En tiempos en que se discute en el Congreso –una vez más– un proyecto que aspira a reformarla, quisiéramos abogar por una revisión cuidadosa de esa iniciativa. En efecto, por varias razones, su mantención como régimen legal, esto es que rige si los cónyuges no han optado por otro, parece un imperativo para la debida protección de la mujer y, con ello, de la familia.

Primero, es un régimen que protege tanto a la mujer que trabaja dentro del hogar como fuera de él.

A la que trabaja dentro, pues le permite satisfacer sus necesidades y la de su familia con los ingresos del marido y los bienes que se adquieran durante la vigencia del régimen. A su término –por muerte o divorcio- ella recibe la mitad del patrimonio que haya podido acumularse. Además, mientras existe, si bien es cierto el marido administra los bienes de la mujer, con las reformas que ya se le han hecho, la mujer tiene importantes poderes en esa administración. Esos poderes determinan que en todos los actos esenciales de disposición (ventas, enajenaciones, etc.) o gravamen (hipotecas, fianza, avales, etc.) el marido  requiera la necesaria voluntad de la mujer, de forma que si ella los emplea adecuadamente la intervención del marido se limitará a la actuación formal en el acto, habiéndose tomado la decisión de celebrarlo al menos con asentimiento de la mujer.

Y a la que trabaja fuera del hogar, de modo separado a su marido, la protege mediante el patrimonio reservado regulado en el artículo 150 del Código Civil y que se conforma con los ingresos que obtiene y los bienes que con ellos adquiera. Por esa regla, ella es libre para actuar dentro de su patrimonio (para contratar p.ej.). Al término del régimen, ella tiene una opción que es un beneficio inmejorable: si el marido ha sido un pésimo administrador de los bienes de la sociedad y ella una estupenda administradora de los suyos, entonces puede quedarse sólo con sus bienes reservados y liberarse de las deudas contraídas por él, aunque lo hayan sido en beneficio de la familia. Sólo le basta con renunciar a los gananciales de la sociedad. Si, en cambio, él ha sido un buen administrador ella puede sumar lo suyo a lo acumulado por su marido y  llevarse la mitad del patrimonio total. Se trata además de una regla que por su estupendo régimen probatorio no ha planteado problemas.
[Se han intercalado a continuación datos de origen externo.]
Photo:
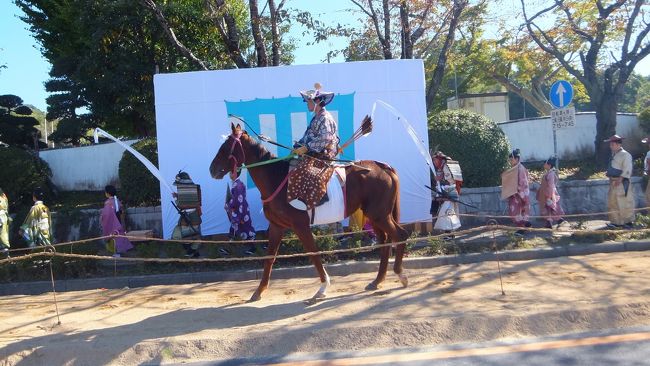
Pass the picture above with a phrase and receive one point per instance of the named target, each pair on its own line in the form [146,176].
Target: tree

En segundo lugar, este régimen constituye actualmente una herramienta de protección de la mujer que no quiere el divorcio porque depende económicamente del marido y que, por ello, es el prototipo del cónyuge más débil. En efecto, el divorcio vincular unilateral que la ley admite le ha privado al cónyuge más débil de todo poder negociador pues no tiene modo de evitarlo. No obstante, si ella está casada en sociedad conyugal, la eventual liquidación de los bienes que se reunieron le otorga, al menos, algo de ese poder, imprescindible para que pueda mejorar su situación tras el divorcio.

En tercer término, la sociedad conyugal es un régimen que, en la práctica, ha presentado pocos problemas de aplicación. Así, si revisamos la jurisprudencia dictada durante sus más de 150 años de vigencia puede constatarse que es muy escasa. Además, en el momento de la liquidación del patrimonio reunido, no existe ni una complejidad adicional a la división de cualquier comunidad. Si hay acuerdo entre marido y mujer, ella será negociada. Si no lo están, se irá a juicio. De hecho, existiendo abundantes bienes (situación minoritaria en Chile), siempre se llega a acuerdos por temor del marido de que en tribunales le obliguen a entregar más bienes o le puedan probar bienes que ha ocultado a la mujer.

Lo anterior no significa que el régimen no requiera ciertos ajustes para poder seguir prestando el servicio que ha dado a la mujer y a la familia en Chile. Cierto es que el otorgamiento a los cónyuges de la facultad de elegir libremente quien administra o  el establecimiento de una administración conjunta y la entrega de la facultad de administrar sus bienes propios a la mujer, son reformas en las que existe consenso, además de ser sencillas de efectuar. Por ello no se pretende sostener que sea un  régimen perfecto. Sólo se quiere ser justa con él  y juzgarlo desde lo que la práctica nos revela.